With a series of recent approvals, the FDA bolstered oncologists’ armamentarium for treating patients with melanoma, soft tissue sarcoma, and pancreatic cancer. These approvals are always tremendous victories for the researchers and pharmaceutical companies whose dedicated work and entrepreneurial spirit produced these novel products. But in the end, the real victors with these regulatory actions are the patients fighting these diseases and their loved ones.
Two of the recent FDA approvals were in melanoma. The first-in-class oncolytic immunotherapy talimogene laherparepvec (T-VEC; Imlygic) is now approved for the local treatment of unresectable cutaneous, subcutaneous, and nodal lesions in patients with melanoma recurrent after initial surgery. The approval was based on the phase III OPTiM study, in which T-VEC significantly extended durable response rates compared with GM-CSF.

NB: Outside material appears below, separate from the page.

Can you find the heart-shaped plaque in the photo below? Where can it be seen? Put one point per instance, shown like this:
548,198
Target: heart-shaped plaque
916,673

Also in melanoma, the FDA expanded the approval of ipilimumab (Yervoy) in melanoma to include adjuvant treatment of patients with stage III melanoma with pathologic involvement of regional lymph nodes >1 mm who have undergone complete resection including total lymphadenectomy. The approval is based on results from the phase III EORTC 18071 trial, in which adjuvant ipilimumab at a 10 mg/kg dose reduced the risk of recurrence by 25% versus placebo.
Patients with soft tissue sarcoma also received positive news from the FDA. Trabectedin (Yondelis) was approved for the treatment of patients with unresectable or metastatic liposarcoma or leiomyosarcoma who have previously received chemotherapy that included an anthracycline. The approval was based on results from the phase III ET743-SAR-3007 trial, in which trabectedin reduced the risk of disease progression by 45% versus dacarbazine in patients with advanced soft tissue sarcoma.
Another agent, MM-398 (irinotecan liposome injection; Onivyde), was approved for use in combination with 5-fluorouracil (5-FU) and leucovorin as a treatment for patients with metastatic pancreatic cancer following prior administration of a gemcitabine-based regimen. The approval was based on data from the phase III NAPOLI-1 trial, in which the addition of MM-398 to 5-FU and leucovorin reduced the risk of death by 43%, with a median overall survival of 6.1 months for the MM-398 regimen compared with 4.2 months with 5-FU and leucovorin alone. There are several other oncology treatments currently under FDA review with action dates scheduled before the end of the year. Let’s hope that as the holiday season kicks into high gear, the FDA continues to deliver positive news to patients in need.